Why Invest in Residential Real Estate?
As an investor, you have the choice of a variety of investments, including real estate. Residential real estate offers advantages unavailable with most other investments, including:
- Leverage of your investment
- Rental income generates cash flow
- Little or no savings to get started
- Tax advantages
Unlike most other investments, an investor can purchase a rental property with a down payment of twenty percent of the purchase price, or in some circumstances even less. Therefore, a relatively modest investment permits the investor to control a valuable rental property. Further, as the value of the investment increases, the investor’s return on his investment increases at a multiple of the increase in the values of the property.
For example, assume that an investor purchases a rental home for $100,000 with a down payment of 20% or $20,000. Five years later, the investor sells the property for $110,000, for a net increase of $10,000. Over the five-year period, the value of the property has increased a modest 10%. However, the investor’s return on his initial investment of $20,000 is 50%; all because the investor was able to leverage the initial investment.

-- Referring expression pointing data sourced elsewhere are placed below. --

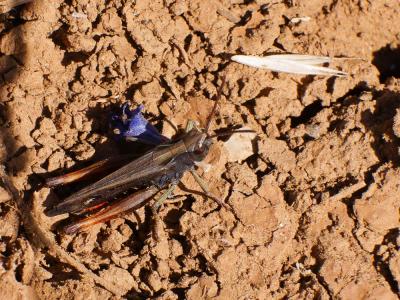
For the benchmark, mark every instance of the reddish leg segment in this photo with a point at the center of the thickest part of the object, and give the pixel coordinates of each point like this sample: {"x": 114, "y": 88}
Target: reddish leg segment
{"x": 98, "y": 167}
{"x": 134, "y": 201}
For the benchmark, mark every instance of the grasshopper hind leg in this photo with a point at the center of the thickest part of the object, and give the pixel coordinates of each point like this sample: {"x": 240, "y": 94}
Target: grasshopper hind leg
{"x": 127, "y": 204}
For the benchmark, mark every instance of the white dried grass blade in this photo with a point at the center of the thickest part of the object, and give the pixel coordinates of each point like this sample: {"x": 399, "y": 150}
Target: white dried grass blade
{"x": 290, "y": 63}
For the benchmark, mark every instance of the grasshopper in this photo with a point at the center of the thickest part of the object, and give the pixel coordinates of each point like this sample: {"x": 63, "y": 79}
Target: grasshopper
{"x": 159, "y": 168}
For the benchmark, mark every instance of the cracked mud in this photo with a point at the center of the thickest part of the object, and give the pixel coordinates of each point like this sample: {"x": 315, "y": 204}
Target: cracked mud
{"x": 315, "y": 193}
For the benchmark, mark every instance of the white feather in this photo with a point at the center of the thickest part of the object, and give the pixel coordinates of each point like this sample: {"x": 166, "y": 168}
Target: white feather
{"x": 290, "y": 63}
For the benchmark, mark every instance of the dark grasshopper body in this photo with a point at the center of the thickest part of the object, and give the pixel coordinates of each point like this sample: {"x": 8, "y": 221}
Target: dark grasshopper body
{"x": 156, "y": 169}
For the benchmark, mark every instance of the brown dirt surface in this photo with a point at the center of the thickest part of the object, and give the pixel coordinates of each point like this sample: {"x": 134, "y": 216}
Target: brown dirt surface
{"x": 315, "y": 194}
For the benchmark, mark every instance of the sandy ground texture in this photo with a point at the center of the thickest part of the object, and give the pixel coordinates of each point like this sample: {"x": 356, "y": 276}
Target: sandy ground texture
{"x": 315, "y": 194}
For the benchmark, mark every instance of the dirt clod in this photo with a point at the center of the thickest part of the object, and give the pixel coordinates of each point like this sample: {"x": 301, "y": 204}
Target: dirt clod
{"x": 312, "y": 194}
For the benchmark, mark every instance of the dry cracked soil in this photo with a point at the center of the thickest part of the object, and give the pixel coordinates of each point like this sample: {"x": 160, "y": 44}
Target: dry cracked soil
{"x": 314, "y": 194}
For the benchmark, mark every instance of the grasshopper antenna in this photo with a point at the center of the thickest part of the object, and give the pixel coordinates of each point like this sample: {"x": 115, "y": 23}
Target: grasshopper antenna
{"x": 213, "y": 111}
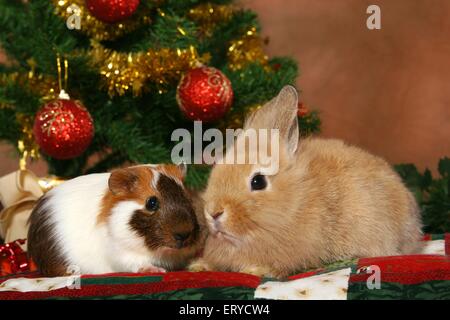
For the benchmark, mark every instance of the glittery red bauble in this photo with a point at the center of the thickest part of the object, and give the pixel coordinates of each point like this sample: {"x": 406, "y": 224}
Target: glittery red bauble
{"x": 302, "y": 110}
{"x": 112, "y": 11}
{"x": 204, "y": 94}
{"x": 63, "y": 128}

The above example ignores a variety of costs associated with the purchase and ownership of rental property. But, with today’s low interest rates, it is quite realistic to presume that rental income can cover mortgage payments, insurance, taxes and necessary repairs.
While the preceding section addresses leverage, rental property also creates cash flow. Cash flow can be defined as the excess of rental income over expenses. Cash flow from a rental property will be maximized when the property is not leveraged and minimized when the property is highly leveraged.
To go back to the example above, presume that the investor has purchased a rental property for $100,000. The property generates $750 per month in rental income. Taxes, insurance, estimated repairs and maintenance, and estimated vacancy reserve cost $200 per month. Therefore, the property generates a positive cash flow of $550, before payment of principal and interest on the mortgage. The net cash flow generated by the property is dependent of the principal and interest payment; or in other words, how highly the property is leveraged.
If the investor has an $80,000 thirty-year mortgage at 7.00 %, the monthly principal and interest payment is $532 with a net positive cash flow of $18 per month. If the investor has a $60,000 mortgage with the same terms, the monthly payment is $399 and the rental generates a positive cash flow of $151 per month.
No matter what the cash flow generated by the property the first years, it can safely be presumed that the cash flow will increase over time because the principal and interest payment is fixed and rents have historically increased over time. Further, should the investor hold the property until the final mortgage payment is made, the cash flow generated by the investment will greatly increase because the principal and interest payment is by far the largest portion of the expense associated with ownership of the property.
The conventional method of purchasing rental property is to make a down payment of at least 10% of the purchase price and finance the balance with a twenty to thirty year mortgage. There are, however, a variety of other ways to purchase rental property including real estate contracts, seller carry-backs, lease purchases, and lease options. A full discussion of these methods of purchasing rental property is outside the scope of this discussion; however, it can be safely said that it is realistically possible to purchase quality rental property with little of no money down.
All income generated by rental income is taxable and must be reported to the Internal Revenue Service. However, all expenses associated with the property, including depreciation, are deductible. The IRS presumes that the property, excluding the value of the land, has a useful life of 27.5 years and allows the investor to deduct this presumed decrease in value as an expense on the investor’s tax return. Because depreciation is a non-cash expense, it is very possible for a rental property to generate a positive cash flow and a taxable loss at the same time.
Going back to the prior examples, presume that an investor has purchased a rental property for $100,000. The value of the land on which the rental sits is $10,000. Total income generated by the property is $9,000 per year ($750 per month x 12 months). Actual expenses excluding mortgage interest was $2000. Mortgage interest was $6,000.
Depreciation was $3,272 ($90,000 divided by 27.5). The investor’s income statement for the year is:
While the investor’s income statement shows a net loss, the investor actually had a positive cash flow of $1,000 for the year. In addition, the net loss has the effect of decreasing total income taxes due. The investor should, however, consult with a tax professional with regard the tax consequences of any investment.
Rental property has historically increased in value, with values doubling every ten years in many markets. Coupling steadily increasing property values with the cash flow generated from steadily increasing rents provides the investor with an excellent opportunity reap meaningful returns with less risk than other commonly available investments.